The former head of the Canadian Nuclear Safety Commission (CNSC) said Tuesday that the safety risk at the Chalk River nuclear reactor was 1,000 times higher than acceptable international standards prior to its temporary shutdown late last year.

"Safety at a nuclear facility needs to meet the same high standards that we expect from a space shuttle or a jumbo jet," said Linda Keen.

"The regulations the commission enforces and the standards it upholds are about far more than pushing paper. They're really about protecting lives.
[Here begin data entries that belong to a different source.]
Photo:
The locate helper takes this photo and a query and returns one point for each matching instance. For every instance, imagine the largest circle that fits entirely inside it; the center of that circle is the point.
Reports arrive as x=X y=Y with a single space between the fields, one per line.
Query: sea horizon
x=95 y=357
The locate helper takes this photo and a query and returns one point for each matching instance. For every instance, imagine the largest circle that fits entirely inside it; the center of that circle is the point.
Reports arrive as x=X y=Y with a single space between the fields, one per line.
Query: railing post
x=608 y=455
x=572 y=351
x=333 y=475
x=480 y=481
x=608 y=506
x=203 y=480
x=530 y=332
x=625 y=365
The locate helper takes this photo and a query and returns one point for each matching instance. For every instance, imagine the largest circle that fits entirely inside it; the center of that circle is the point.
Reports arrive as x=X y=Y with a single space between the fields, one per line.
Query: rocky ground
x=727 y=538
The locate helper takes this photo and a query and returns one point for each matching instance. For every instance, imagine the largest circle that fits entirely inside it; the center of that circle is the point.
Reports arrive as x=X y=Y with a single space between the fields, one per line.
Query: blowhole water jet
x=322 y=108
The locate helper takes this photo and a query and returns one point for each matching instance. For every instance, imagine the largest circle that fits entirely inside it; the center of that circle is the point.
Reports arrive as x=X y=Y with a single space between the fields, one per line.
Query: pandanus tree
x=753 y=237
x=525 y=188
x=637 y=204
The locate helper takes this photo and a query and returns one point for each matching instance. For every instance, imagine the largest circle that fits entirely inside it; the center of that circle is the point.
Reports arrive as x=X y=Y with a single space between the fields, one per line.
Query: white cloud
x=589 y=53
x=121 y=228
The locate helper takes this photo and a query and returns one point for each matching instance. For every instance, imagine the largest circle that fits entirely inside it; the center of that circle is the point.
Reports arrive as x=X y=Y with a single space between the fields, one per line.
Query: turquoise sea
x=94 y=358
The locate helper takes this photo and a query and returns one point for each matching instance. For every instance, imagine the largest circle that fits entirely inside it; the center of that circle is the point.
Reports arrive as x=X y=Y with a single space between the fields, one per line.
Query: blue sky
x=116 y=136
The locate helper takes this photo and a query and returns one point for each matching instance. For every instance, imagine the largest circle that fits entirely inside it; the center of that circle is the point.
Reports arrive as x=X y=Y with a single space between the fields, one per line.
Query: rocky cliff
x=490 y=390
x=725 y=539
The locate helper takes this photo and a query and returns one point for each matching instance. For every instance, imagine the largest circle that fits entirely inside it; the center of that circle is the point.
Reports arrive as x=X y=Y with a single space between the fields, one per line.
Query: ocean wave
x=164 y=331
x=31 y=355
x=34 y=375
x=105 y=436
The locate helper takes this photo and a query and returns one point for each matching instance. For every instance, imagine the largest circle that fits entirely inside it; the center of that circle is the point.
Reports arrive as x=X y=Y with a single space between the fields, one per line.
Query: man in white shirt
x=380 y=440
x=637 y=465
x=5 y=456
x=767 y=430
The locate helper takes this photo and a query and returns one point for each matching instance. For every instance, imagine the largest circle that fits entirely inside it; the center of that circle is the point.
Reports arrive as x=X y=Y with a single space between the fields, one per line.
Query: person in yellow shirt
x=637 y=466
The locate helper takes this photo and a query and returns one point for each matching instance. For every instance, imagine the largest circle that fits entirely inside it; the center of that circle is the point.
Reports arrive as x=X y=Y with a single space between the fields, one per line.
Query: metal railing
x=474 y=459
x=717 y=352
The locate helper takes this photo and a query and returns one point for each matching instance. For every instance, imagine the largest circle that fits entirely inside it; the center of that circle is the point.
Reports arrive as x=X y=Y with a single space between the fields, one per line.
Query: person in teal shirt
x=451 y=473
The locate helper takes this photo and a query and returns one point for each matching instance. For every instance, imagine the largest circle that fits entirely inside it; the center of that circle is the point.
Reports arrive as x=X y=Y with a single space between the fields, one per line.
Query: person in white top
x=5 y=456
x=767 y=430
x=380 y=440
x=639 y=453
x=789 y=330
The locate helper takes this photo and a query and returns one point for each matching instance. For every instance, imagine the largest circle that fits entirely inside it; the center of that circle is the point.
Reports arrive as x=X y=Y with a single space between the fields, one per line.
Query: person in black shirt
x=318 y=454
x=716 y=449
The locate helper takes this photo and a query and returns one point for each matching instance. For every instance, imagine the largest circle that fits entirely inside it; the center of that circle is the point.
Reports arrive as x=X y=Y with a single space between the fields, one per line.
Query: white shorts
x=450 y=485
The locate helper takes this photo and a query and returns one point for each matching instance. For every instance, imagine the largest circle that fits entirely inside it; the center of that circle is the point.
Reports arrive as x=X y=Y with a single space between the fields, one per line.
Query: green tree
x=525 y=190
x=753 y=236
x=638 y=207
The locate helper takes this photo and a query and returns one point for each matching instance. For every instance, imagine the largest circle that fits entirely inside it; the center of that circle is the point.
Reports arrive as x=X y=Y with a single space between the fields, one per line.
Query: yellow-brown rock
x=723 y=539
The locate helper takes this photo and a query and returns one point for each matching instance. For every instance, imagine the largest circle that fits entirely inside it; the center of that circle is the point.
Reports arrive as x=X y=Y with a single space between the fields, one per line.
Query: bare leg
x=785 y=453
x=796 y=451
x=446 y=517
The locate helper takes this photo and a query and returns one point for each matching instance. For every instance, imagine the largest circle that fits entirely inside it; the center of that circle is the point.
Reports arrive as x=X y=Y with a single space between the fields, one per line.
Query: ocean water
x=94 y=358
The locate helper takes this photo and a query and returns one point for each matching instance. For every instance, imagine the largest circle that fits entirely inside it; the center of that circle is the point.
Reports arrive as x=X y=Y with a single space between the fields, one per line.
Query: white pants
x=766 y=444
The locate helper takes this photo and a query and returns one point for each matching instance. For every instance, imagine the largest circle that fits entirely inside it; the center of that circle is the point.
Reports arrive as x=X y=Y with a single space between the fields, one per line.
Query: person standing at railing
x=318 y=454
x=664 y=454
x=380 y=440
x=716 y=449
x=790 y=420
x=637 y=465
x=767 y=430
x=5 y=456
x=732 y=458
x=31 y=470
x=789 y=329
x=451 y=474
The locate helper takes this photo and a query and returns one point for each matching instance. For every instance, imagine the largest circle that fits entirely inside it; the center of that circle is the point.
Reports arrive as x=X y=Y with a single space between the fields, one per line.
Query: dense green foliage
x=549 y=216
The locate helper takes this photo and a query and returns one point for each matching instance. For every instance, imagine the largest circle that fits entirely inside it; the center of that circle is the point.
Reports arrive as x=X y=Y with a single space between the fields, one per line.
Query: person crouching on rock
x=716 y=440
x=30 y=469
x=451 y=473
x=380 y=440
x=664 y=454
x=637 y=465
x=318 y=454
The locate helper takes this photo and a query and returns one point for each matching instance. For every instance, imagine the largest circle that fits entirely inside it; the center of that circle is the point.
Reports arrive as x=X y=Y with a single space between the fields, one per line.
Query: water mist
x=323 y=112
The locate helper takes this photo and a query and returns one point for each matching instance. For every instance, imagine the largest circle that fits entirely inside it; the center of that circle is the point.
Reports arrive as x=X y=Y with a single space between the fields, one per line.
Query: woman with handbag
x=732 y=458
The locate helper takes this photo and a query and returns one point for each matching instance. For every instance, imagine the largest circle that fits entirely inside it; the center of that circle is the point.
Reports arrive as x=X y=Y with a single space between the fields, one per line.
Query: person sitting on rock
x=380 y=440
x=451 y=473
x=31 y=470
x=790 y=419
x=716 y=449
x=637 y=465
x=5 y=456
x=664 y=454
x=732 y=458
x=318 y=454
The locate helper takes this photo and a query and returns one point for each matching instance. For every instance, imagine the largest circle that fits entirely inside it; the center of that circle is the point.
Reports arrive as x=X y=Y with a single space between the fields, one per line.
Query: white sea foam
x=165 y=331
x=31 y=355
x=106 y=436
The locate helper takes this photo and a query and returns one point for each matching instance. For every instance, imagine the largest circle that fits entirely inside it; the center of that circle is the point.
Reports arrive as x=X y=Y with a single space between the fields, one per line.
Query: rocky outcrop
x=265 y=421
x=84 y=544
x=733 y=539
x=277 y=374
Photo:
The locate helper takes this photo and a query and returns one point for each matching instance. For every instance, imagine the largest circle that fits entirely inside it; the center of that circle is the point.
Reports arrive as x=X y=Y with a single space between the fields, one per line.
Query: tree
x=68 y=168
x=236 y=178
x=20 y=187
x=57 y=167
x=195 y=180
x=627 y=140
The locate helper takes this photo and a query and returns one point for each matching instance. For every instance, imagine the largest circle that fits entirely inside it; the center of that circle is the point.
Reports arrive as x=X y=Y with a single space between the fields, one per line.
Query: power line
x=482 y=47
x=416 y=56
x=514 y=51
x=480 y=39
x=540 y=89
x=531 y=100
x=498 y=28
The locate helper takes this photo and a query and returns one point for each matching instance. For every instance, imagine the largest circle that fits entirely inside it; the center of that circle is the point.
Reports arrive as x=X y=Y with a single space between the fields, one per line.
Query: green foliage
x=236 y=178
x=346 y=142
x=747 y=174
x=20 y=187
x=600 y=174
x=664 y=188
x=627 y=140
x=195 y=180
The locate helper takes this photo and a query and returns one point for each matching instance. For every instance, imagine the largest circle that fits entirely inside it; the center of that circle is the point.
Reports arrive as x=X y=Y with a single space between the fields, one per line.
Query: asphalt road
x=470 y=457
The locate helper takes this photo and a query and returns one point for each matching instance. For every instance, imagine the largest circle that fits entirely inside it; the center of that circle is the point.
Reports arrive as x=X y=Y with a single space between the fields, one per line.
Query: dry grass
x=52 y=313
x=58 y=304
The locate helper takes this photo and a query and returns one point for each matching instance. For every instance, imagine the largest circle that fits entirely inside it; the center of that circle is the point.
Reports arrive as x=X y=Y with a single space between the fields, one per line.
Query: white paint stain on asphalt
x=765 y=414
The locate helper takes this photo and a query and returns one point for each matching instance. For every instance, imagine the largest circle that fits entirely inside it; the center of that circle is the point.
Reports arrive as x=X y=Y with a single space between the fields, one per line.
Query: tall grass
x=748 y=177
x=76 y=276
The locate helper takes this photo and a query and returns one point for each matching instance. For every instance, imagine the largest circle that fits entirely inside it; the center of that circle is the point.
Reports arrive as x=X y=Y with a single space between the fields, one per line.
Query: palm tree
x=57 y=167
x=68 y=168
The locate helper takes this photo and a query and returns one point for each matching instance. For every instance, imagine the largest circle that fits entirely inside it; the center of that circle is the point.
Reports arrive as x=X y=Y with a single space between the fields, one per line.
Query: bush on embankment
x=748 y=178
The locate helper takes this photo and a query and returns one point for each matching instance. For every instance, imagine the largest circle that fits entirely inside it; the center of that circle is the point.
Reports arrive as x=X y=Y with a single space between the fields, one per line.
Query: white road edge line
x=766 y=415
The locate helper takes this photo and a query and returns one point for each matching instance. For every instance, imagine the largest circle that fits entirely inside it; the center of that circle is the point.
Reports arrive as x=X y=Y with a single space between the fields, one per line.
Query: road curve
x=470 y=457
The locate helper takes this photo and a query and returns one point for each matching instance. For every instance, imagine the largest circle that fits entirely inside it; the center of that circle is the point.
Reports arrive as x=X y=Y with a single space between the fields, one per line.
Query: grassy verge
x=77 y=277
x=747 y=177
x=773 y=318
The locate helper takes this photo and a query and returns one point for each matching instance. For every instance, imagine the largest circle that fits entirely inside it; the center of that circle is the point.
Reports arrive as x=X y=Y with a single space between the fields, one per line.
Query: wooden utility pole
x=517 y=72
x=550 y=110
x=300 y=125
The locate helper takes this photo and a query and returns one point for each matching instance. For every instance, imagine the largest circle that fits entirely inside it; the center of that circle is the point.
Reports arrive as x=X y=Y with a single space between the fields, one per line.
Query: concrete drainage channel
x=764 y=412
That's why when it comes to nuclear facilities, ignoring safety requirements is simply not an option."

The reactor, operated by the Atomic Energy of Canada Ltd. (AECL), a Crown corporation, stopped production for scheduled repairs on Nov. 18 and was expected to restart within five days.

But the CNSC -- responsible for setting licensing, health and safety rules for the country's nuclear facilities -- refused to allow the reactor to restart after finding it had been operating without a backup emergency power system for cooling pumps for 17 months.

The closure led to a worldwide medical isotope shortage and prompted the House of Commons to unanimously vote to reopen the reactor and resume isotope production.

Keen, recently fired by the government, said Tuesday that Canadians shouldn't have to choose between nuclear safety and medical isotopes.

Keen made the comments during testimony before a House of Commons natural resources committee probing the circumstances surrounding the shut down.

"Nuclear reactors are in communities where Canadians live," said the former CNSC president.

"They need to know that the commission will make its decision based on what's right."

Natural Resources Minister Gary Lunn axed Keen two weeks ago, the evening before she was originally scheduled to testify before the committee. As a result, Keen rescheduled her appearance for Tuesday.

Health Minister Tony Clement also testified before the committee on Tuesday, saying he was in full support of Keen's firing.

"We had to act," he said. "Repeated requests to the regulator to see about an expeditious hearing were not met."

Clement said if the crisis had continued it would have "led to deaths."

He later told CTV's Mike Duffy Live that Canada was just days away from a medical isotope crisis.

"When you look at the facts, and we had facts coming in from hospitals all over the country, the very night that Parliament passed legislation to reopen the reactor we were 65 per cent down in our nuclear isotopes in this country," he said.

"We were within days of that impacting on the health and safety of Canadians who needed cancer treatment and cardiac treatment."

Lunn, during his testimony two weeks ago, told the committee that Keen showed a "lack of leadership" and did not get the facility up and running quickly enough.

Auditor-General testifies

Auditor-General Sheila Fraser was first to appear before the committee Tuesday and she said the firing raised concerns about the independence of regulatory bodies.

"Clearly, I think there are questions that arise around the independence of regulatory bodies, how they are to be dealt with, what is the protocol with government,'' Fraser said.

"There would certainly seem to be, as a minimum, a lack of clarity around some of this.''

Last September, Fraser sent Lunn a report highlighting "three strategic challenges" that AECL faced, including "the replacement of aging facilities at Chalk River Laboratories (CRL)."

The report said the Chalk River facility needed at least $600 million to deal with "urgent health, safety, security and environmental issues.''

Lunn told CTV's Question Period last Sunday that he was briefed on the audit during the first week of October, about two months before the reactor was shut down.

He insisted that he had no way of anticipating the crisis because the report said "absolutely nothing about the situation."

Lunn said the auditor general's concerns were focused on MAPLE reactors at Chalk River that had yet to come online.

"There's absolutely nothing, nothing in this auditor general's report that would have allowed me to foresee that we were going to have this problem that we did in early December. It's simply not in the report."

Lunn also said that AECL, a Crown corporation, never alerted him to the fact the Chalk River reactor was operating without a back-up pump in violation of its licence.

On Tuesday, Fraser criticized the government for not having a strategy for nuclear energy.